In spite of David’s self-deprecation then in verse 7 he maintains that he will still move toward God in expectation of His mercy. David worshipped God not in expectation of judgment but in expectation of mercy. He knew something of the character of God and looked beyond his day of strict judgment under the law and saw God as a loving Father willing to forgive and bless and give favor in spite of David’s at times egregious shortcomings.
8 Lead me, O LORD, in thy righteousness because of mine enemies; make thy way straight before my face. 9 For [there is] no faithfulness in their mouth; their inward part [is] very wickedness; their throat [is] an open sepulchre; they flatter with their tongue. 10 Destroy thou them, O God; let them fall by their own counsels; cast them out in the multitude of their transgressions; for they have rebelled against thee. 11 But let all those that put their trust in thee rejoice: let them ever shout for joy, because thou defendest them: let them also that love thy name be joyful in thee. 12 For thou, LORD, wilt bless the righteous; with favour wilt thou compass him as [with] a shield.
In verse 8 David reminds God that he has enemies both within and without his kingdom and asks the Father to lead him through the midst of the situations that others would take advantage of to harm him. Verse 9 is quoted in the book of Romans by Paul as a description of the sinful character of man whose “throat is an open sepulcher, whose inward parts were very wickedness”. David always kept his mind clear about his own shortcomings and the fallen human nature in those around him. In all of this he expected and petitioned God for mercy. In verse 10 he boldly prays that the counsel of the ungodly around him and against him would be destroyed and brought to nothing.
In your life’s experience you will know what it is to be plotted against by people. Not everyone rejoices when things go right in your life. Sometimes even those close to you will do and say things that are harmful and even intended to diminish you and rob you of peace and God’s blessing. David understood this and didn’t approach it as a victim. He asked God to move in the situation and destroy the strategy of hell against him even when it involved people close to him such as Joab and Absalom and Ahitophel, his closest counselor (the father of Bathsheba).
David considered the people who resisted him to be in rebellion against God. This is because he knew that he was God’s chosen king. The fact that David failed and sinned himself did not change the fact that he was the anointed of God. David recognized this in Saul when he refused to harm his former king and he recognized it in himself because he knew that he was brought to the kingdom and established by God to rule over the nation of Israel. Your prayers have to be rooted in knowledge of the will of God in your own life and situation. You have to know that you know that you know regardless of criticisms justified or unjustified brought against you by people with their own agendas.

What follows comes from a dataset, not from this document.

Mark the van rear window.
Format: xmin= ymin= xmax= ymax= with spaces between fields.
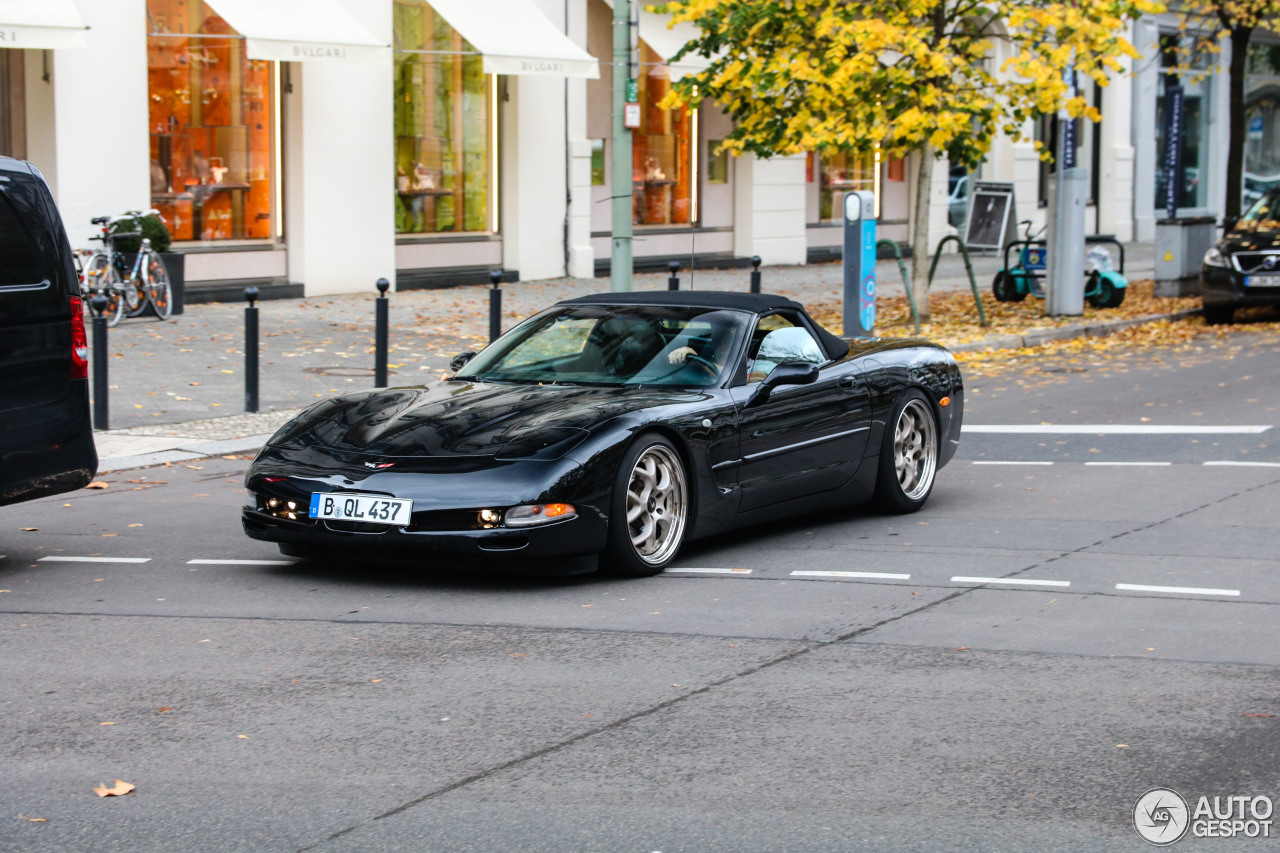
xmin=0 ymin=192 xmax=51 ymax=290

In verse 11 David determines that in spite of the counsels and plans of his enemies that he is going to rejoice. He is going to rejoice because he puts his trust in God. He knows and you should know that God is going to defend you. You love the Lord and you have permission to be joyful. God does not expect you to live in enforce, strained and in fact forced sobriety based on false humility. Just be thankful, trusting in God and expecting His mercy to be shown in your life. God will protect you as verse 12 concludes and surround you with His favor as with a shield.